The lock down to prevent the spread of the Covid-19 directly had a severe impact on firms dealing with customers. The stakeholders include hospitality, transport, and various other departments that lost huge revenues. People missing their employment income are the worst part.

The temporary halt in the rotational movement of savings, investments from different stakeholders harmed banking and financial institutions. Banking further extends its criticality in the economic recovery as the pandemic situation remains uncertain even at the end of July 2021.

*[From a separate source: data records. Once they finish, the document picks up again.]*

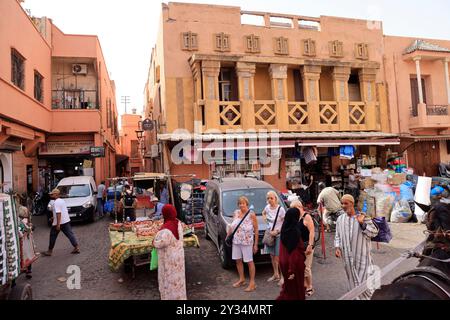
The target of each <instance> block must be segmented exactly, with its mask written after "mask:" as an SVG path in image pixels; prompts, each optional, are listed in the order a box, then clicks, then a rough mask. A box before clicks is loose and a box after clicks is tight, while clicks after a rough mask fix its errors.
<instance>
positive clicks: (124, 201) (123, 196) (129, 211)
mask: <svg viewBox="0 0 450 320" xmlns="http://www.w3.org/2000/svg"><path fill="white" fill-rule="evenodd" d="M122 203H123V209H124V214H125V220H128V218H129V219H130V221H136V205H137V201H136V196H135V195H134V193H133V190H132V189H131V187H130V186H129V185H126V186H125V192H124V193H123V196H122Z"/></svg>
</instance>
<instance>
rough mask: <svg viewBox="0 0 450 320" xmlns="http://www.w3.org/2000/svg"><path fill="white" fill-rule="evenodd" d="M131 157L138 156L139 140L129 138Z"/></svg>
mask: <svg viewBox="0 0 450 320" xmlns="http://www.w3.org/2000/svg"><path fill="white" fill-rule="evenodd" d="M131 158H139V141H138V140H131Z"/></svg>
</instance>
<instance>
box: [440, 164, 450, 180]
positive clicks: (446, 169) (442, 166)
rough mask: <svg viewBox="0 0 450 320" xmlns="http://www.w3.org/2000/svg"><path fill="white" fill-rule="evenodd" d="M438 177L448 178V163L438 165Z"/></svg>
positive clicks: (448, 169) (448, 166) (448, 176)
mask: <svg viewBox="0 0 450 320" xmlns="http://www.w3.org/2000/svg"><path fill="white" fill-rule="evenodd" d="M439 175H440V176H441V177H442V178H450V163H443V162H442V163H440V164H439Z"/></svg>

Key possibilities of recovery

The indefinite answers on the COVID-19 blockade are not so reliable, as the economic crisis globally rises. The possible solutions by banks and financial institutions are to accelerate trends towards new service providers while improving digitization methods for customers.

A complete response strategy to the crisis in corporate banking

Corporate banks need to implement bold decisions in response to the crisis to trade-off doing what is right for the clients. Also, they need to keep in mind the minimizing measures in reducing reputation risk that protects the bank’s balance sheet and shareholder returns.

Below are four key methodologies to withstand in response/recovery for the banks with impact created on the banking sector due to COVID-19:

  1. Help clients to maintain operations
  2. Proactively engage with customers
  3. Build a Dynamic Credit Decision framework
  4. Digitize offerings and automate the process.


Banks need to ensure key operations continuity to effectively manage the crisis while proactively meeting clients’ immediate needs. The critical phase of the next 6 months to one-and-half years from now will be so significant in monitoring business progress and build more valued relationships with clients.